Storing/Reading Keys and Values from the Overlay Network:

  • void AbstractChordPeer::Create(const std::string &unhashed, const std::string &val): Create a key-value pair and store it within the overlay network.
  • std::string AbstractChordPeer::Read(const std::string &unhashed): Return the value associated with the key unhashed, if it is stored within the overlay network. Otherwise throw an error.
  • void UploadFile(const std::string &file_path): Read the contents of the given (absolute) path file_path, encode it (if necessary, as it is with DHash), and store its contents within the overlay network.
  • void DownloadFile(const std::string &file_name, const std::string &output_path): If a file with the name file_name has been uploaded into the overlay network, retrieve its contents, decode it, and save those contents to the absolute path output_path. If this file does not exist in the network, throw an error.

Positional Lookups:

  • RemotePeer GetSuccessor(const std::string &unhashed_key): Return the peer possessing the lowest identifier in the overlay network which exceeds the SHA-1 hash of unhashed_key.
  • std::vector<RemotePeer> GetNSuccessors(const std::string &unhashed_key, int n): Return the list of peers possessing the n lowest identifiers in the overlay network which are higher than the SHA-1 hash of unhashed_key.
  • RemotePeer GetPredecessor(const std::string &unhashed_key): Return the peer possessing the highest identifier in the overlay network which is lower than the SHA-1 hash of unhashed_key.
  • std::vector<RemotePeer> GetNPredecessors(const std::string &unhashed_key, int n): Return the list of peers possessing the n highest identifiers in the overlay network which are lower than the SHA-1 hash of unhashed_key.

Chord

  • ChordPeer::ChordPeer(std::string ip_addr, unsigned short port, int num_succs): Construct a ChordPeer running a server on ip_addr:port, which maintains a successor list of num_succs. ChordPeer relies on RAII for its server and maintenance thread, so construction of a ChordPeer will begin running its server and a thread to periodically run the stabilize protocol.

DHash

  • DHashPeer(std::string ip_addr, int port, int num_replicas): Construct a DHashPeer running a server on ip_addr:port, which maintains a successor list of num_succs.
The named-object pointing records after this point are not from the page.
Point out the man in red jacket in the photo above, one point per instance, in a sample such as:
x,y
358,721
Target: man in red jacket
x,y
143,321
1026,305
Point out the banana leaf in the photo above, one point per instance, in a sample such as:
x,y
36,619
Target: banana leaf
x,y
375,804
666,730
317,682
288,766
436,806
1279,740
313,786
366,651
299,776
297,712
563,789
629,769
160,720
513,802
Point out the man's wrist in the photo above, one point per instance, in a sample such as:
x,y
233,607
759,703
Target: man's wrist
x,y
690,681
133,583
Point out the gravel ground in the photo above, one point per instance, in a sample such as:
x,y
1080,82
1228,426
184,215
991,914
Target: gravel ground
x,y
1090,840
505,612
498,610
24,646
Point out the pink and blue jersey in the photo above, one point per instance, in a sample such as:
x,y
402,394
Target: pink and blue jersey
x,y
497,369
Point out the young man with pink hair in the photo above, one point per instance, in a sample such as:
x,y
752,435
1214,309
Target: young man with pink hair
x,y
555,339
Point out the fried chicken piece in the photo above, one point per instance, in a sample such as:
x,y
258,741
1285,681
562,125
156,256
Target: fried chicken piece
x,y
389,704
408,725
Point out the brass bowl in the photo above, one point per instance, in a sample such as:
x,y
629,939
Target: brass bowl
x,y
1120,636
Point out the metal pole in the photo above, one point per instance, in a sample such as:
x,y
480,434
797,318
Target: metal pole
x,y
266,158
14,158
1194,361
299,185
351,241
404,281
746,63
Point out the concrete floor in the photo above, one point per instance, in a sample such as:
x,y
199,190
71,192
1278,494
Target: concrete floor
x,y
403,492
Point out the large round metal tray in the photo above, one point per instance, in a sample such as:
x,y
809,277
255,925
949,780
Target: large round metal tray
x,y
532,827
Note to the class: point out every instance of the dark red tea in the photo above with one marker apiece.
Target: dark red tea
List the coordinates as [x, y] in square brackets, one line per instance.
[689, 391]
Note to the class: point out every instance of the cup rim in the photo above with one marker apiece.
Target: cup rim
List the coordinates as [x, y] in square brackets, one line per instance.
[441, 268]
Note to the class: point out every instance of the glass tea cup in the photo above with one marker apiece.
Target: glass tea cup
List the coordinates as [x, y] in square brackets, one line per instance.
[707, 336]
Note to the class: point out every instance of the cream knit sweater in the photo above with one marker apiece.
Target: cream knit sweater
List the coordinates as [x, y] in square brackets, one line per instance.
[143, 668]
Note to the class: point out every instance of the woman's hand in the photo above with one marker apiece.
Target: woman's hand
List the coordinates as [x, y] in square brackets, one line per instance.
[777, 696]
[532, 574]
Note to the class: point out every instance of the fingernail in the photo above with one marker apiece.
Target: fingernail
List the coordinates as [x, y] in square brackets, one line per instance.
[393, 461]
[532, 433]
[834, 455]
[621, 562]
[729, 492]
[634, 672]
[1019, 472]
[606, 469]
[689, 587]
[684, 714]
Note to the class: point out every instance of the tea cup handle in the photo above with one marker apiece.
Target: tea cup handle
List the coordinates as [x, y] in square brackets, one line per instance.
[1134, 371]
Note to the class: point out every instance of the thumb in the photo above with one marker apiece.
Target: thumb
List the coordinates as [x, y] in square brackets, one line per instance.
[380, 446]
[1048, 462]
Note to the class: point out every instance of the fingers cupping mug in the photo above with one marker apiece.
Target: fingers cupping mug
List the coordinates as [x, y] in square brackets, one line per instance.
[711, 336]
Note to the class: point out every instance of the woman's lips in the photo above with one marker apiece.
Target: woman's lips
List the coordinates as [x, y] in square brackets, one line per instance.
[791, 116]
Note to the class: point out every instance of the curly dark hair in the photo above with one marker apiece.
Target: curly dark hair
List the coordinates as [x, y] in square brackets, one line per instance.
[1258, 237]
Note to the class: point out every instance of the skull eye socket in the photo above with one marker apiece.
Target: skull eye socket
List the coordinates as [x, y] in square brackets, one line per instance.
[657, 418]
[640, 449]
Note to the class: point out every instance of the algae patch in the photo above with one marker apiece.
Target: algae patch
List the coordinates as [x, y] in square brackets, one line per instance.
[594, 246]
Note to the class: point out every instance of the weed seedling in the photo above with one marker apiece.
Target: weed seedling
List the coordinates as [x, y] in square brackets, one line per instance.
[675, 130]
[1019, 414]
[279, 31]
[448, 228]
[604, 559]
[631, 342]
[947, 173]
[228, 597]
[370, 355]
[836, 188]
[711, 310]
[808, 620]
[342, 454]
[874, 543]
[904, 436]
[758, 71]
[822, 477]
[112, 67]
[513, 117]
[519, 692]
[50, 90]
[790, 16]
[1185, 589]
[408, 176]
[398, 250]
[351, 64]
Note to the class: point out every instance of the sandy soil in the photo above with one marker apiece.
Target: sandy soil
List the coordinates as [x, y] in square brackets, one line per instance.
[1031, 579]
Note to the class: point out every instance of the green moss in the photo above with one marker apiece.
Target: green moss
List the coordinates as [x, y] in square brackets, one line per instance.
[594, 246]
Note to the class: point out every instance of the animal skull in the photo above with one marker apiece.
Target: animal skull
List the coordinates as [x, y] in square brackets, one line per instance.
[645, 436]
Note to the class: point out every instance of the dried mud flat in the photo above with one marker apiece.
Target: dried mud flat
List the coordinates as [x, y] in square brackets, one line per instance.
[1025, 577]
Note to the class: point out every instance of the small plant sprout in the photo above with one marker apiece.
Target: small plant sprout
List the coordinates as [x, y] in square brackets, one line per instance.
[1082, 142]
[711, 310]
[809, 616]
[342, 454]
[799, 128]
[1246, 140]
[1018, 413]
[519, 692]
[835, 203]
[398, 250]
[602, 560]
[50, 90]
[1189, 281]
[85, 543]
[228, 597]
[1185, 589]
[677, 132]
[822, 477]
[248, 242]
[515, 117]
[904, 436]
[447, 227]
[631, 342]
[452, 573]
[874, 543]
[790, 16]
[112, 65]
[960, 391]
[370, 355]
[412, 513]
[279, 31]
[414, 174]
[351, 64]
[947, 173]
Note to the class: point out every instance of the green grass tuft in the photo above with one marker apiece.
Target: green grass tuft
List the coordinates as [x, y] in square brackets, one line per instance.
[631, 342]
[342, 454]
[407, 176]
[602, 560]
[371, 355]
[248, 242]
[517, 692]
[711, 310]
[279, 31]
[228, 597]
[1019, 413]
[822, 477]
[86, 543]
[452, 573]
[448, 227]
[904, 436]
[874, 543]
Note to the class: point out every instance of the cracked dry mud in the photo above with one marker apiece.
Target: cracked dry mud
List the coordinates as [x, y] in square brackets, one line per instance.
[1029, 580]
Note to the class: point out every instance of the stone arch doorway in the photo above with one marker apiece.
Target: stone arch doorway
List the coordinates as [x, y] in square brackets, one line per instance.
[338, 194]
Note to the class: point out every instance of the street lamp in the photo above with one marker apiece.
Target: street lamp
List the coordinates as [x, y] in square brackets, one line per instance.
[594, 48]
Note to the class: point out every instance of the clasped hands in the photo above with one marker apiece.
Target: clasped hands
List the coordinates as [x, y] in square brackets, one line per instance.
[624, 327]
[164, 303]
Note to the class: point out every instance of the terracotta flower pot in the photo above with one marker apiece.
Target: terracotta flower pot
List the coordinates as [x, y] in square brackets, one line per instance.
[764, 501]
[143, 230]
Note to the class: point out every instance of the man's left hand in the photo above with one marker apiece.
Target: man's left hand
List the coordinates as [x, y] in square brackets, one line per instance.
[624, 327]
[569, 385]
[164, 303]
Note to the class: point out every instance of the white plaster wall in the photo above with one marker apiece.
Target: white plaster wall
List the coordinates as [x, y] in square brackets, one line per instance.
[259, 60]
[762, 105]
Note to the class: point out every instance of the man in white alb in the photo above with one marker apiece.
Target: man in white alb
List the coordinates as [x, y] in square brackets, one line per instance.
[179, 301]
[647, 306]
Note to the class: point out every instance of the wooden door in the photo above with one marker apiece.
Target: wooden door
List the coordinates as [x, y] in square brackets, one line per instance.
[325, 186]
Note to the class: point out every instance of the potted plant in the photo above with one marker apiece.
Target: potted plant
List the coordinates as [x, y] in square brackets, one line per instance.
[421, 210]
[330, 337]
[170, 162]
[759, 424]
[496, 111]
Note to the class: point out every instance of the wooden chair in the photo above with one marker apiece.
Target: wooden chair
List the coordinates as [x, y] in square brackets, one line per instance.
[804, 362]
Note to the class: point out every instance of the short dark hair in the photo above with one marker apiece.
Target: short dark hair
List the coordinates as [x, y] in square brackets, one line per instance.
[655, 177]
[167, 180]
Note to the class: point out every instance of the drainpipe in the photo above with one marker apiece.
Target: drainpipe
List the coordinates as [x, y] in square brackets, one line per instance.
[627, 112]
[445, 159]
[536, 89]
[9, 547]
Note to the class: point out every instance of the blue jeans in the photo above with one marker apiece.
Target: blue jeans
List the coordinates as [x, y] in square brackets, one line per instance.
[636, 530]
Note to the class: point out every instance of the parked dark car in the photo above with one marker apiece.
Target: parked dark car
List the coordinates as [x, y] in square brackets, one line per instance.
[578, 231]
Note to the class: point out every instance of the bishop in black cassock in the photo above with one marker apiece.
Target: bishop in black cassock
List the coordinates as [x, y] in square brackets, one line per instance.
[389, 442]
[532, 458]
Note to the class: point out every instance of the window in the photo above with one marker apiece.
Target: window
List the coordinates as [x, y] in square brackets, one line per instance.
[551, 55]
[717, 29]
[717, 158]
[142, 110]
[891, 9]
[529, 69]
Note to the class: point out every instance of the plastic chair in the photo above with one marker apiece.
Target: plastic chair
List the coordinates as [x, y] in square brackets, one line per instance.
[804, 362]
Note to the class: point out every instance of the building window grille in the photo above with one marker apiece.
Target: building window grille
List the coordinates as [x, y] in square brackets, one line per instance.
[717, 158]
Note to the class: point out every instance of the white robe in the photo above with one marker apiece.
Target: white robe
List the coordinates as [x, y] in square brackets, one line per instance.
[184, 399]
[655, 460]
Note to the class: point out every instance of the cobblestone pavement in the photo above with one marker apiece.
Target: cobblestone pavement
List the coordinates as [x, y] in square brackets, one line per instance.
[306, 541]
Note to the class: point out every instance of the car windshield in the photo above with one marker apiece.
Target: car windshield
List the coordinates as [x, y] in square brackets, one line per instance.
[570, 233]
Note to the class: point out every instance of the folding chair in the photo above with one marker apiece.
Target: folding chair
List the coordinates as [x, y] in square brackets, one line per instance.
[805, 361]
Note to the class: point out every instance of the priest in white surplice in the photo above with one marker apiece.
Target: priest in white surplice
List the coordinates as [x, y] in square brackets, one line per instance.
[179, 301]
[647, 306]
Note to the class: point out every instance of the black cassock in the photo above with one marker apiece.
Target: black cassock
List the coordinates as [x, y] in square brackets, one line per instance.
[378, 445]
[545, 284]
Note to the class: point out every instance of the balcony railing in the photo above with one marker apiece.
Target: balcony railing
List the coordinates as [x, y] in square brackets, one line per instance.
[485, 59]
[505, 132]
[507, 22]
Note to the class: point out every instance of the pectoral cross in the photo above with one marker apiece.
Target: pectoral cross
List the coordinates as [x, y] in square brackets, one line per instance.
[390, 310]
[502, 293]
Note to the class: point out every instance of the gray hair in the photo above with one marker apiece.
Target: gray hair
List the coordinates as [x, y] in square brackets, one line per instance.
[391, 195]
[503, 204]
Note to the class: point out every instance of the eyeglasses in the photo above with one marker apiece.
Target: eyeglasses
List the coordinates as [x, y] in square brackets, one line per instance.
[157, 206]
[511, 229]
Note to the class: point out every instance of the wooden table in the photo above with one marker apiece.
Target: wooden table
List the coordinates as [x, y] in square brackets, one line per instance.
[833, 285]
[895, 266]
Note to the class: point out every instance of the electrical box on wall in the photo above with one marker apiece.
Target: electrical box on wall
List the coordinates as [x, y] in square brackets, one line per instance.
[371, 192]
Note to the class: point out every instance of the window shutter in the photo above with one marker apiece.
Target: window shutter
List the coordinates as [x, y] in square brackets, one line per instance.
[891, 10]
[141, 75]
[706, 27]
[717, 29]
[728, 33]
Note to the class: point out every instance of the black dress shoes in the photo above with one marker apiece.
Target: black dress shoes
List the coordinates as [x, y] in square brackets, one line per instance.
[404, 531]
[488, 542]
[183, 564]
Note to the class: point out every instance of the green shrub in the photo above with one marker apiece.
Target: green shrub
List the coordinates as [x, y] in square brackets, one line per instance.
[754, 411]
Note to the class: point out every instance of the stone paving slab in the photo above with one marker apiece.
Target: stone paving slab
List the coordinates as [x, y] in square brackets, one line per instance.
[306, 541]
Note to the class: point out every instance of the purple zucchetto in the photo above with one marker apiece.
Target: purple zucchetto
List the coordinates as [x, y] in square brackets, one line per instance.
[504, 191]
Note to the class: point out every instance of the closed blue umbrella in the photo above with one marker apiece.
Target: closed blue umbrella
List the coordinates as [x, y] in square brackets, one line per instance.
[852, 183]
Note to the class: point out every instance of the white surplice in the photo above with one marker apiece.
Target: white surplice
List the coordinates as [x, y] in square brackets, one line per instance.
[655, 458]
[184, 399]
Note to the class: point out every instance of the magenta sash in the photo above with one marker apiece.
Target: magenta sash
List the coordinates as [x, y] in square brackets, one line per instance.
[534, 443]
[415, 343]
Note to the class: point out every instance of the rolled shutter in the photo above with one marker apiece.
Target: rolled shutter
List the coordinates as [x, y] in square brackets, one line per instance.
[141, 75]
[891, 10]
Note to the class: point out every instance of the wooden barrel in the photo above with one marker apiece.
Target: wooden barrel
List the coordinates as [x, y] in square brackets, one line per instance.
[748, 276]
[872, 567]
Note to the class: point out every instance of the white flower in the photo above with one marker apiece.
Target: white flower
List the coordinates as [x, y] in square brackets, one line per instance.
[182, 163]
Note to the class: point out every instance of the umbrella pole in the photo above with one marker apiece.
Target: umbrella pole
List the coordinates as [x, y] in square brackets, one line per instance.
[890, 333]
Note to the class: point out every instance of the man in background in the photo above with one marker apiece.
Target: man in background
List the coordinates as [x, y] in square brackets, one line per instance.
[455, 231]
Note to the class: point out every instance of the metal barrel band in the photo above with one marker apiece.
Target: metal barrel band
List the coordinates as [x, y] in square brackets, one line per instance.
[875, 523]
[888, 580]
DHashPeer relies on RAII for its server and maintenance thread, so construction of a DHashPeer will begin running its server and a thread to periodically run the global maintenance, local maintenance, and stabilize protocols.
  • std::tuple<int, int, int> GetIdaParams() const: Get the parameters of the peer's information dispersal algorithm in the form of a tuple (n, m, p), where n denotes the total number of fragments generated by the IDA for any given data block, m the minimum number of fragments necessary to reconstruct the original block, and p the prime value used for modulus operations.
  • void SetIdaParams(int n, int m, int p): Set the IDA parameters, where n denotes the total number of fragments generated by the IDA for any given data block, m the minimum number of fragments necessary to reconstruct the original block, and p the prime value used for modulus operations.

Installation

To use this library in a CMake project, insert the following into your project's CMakeLists.txt:

include(FetchContent)

FetchContent_Declare(
      p2p_dhts
      URL https://github.com/Patrick-McKeever/P2P-DHTs.git
)

FetchContent_MakeAvailable(p2p_dhts)

target_link_libraries([YOUR TARGET HERE] dhts)

Sources

  • Cates, Josh. “Robust and efficient data management for a distributed hash table.” (2003).
  • Karger, David, et al. “Consistent Hashing and Random Trees: Distributed Caching Protocols for Relieving Hot Spots on the World Wide Web.” Proceedings of the Twenty-Ninth Annual ACM Symposium on Theory of Computing, Association for Computing Machinery, 1997, pp. 654–63. ACM Digital Library, doi:10.1145/258533.258660.
  • Rabin M.O. (1990) The Information Dispersal Algorithm and its Applications. In: Capocelli R.M. (eds) Sequences. Springer, New York, NY. https://doi.org/10.1007/978-1-4612-3352-7_32
  • Stoica, Ion & Morris, Robert & Karger, David & Kaashoek, M. & Balakrishnan, Hari. (2001). Chord: A Scalable Peer-to-Peer Lookup Service for Internet Applications. ACM SIGCOMM Computer Communication Review, vol. 31. 31. 10.1145/964723.383071.
  • Zave, Pamela. "How to make Chord correct (using a stable base)." CoRR, abs/1502.06461 (2015).